Centro Interpretativo da Gruta do Escoural

Rua Dr. Magalhães de Lima, 48; 7050-555 Santiago do Escoural

Horário (de terça a sábado, excepto feriados) - Verão: 09h30-13h e 14h30-18h / Inverno: 09h-13h e 14h-17h

Visita da manhã às 10h30 / Visita da tarde às 14h30

Marcações

Centro Interpretativo do Escoural – telefone 266 857 000 e-mail: grutadoescoural@cultura-alentejo.pt

Direcção Regional de Cultura do Alentejo – telefone: 266 769 800 e-mail: info@cultura-alentejo.pt

 

A paragem seguinte é a poucos quilómetros do Escoural, mais especificamente junto à estrada municipal 1079 um pouco antes de São Brissos. É aqui que se encontra uma das pouquíssimas antas-capelas que subsistem em relativamente bom estado em Portugal: a de Nossa Senhora do Livramento ou de São Brissos (não confundir com a igreja da localidade…). Curiosas e invulgares, as antas-capelas atraem pelo seu carácter híbrido e formato “estranho”, que resulta da conversão de um monumento megalítico num outro de carácter religioso – neste caso, católico. A anta-capela de São Brissos apresenta ainda a peculiaridade de estar pintada como se de uma casa tradicional se tratasse, branca com uma faixa azul na parte inferior. É possível visitá-la por dentro, sendo necessário para o efeito telefonar para os números que estão indicados numa placa que se encontra no local (266 857 637/128/183).

4 Anta-capela de São Brissos

3 Anta-capela de São Brissos

2 Anta-capela de São Brissos

Se quiserem saber um pouco mais sobre esta ermida, leiam o post que já escrevi aqui sobre ela.

 

É em Évora que está actualmente instalado o Núcleo Interpretativo do Megalitismo – o lugar certo para ficar a conhecer algo mais sobre a ocupação primitiva do Alentejo – e por isso esta cidade é o nosso próximo destino.

 

Núcleo Interpretativo do Megalitismo de Évora

Convento dos Remédios, Av. S. Sebastião, Évora

Horário

de segunda a sexta: 09h30-12h30 e 14h-17h30 / sábados: 14h-18h

 

6 Évora

O centro histórico de Évora faz parte do património da UNESCO e as suas origens alicerçam-se na época celta, há mais de vinte séculos. Foi habitada por romanos, visigodos, mouros, reis católicos e religiosos jesuítas, e por ter tido a sorte de escapar incólume ao terramoto de 1755 todas estas influências estão ainda hoje presentes na herança cultural e arquitectónica da cidade.
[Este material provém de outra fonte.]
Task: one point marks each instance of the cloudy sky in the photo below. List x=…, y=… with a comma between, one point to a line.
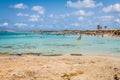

Para lá do sobejamente conhecido Templo de Diana e da famosa Capela dos Ossos (alojada na Igreja de São Francisco) há vários outros locais em Évora que são de visita obrigatória:

 

- A , que é “só” a maior catedral medieval do nosso país, com o seu estilo meio românico, meio gótico à mistura com pitadas de barroco, e as suas famosas esculturas de apóstolos no pórtico.

- O Aqueduto da Água da Prata, que permanece em funcionamento até aos nossos dias e tem a peculiaridade de existirem casas construídas entre os pilares de alguns dos seus arcos; dentro da cidade, os seus pontos mais notáveis são a Caixa de Água na Rua Nova (de Santiago) e o Chafariz do Largo do Chão das Covas, ambos renascentistas.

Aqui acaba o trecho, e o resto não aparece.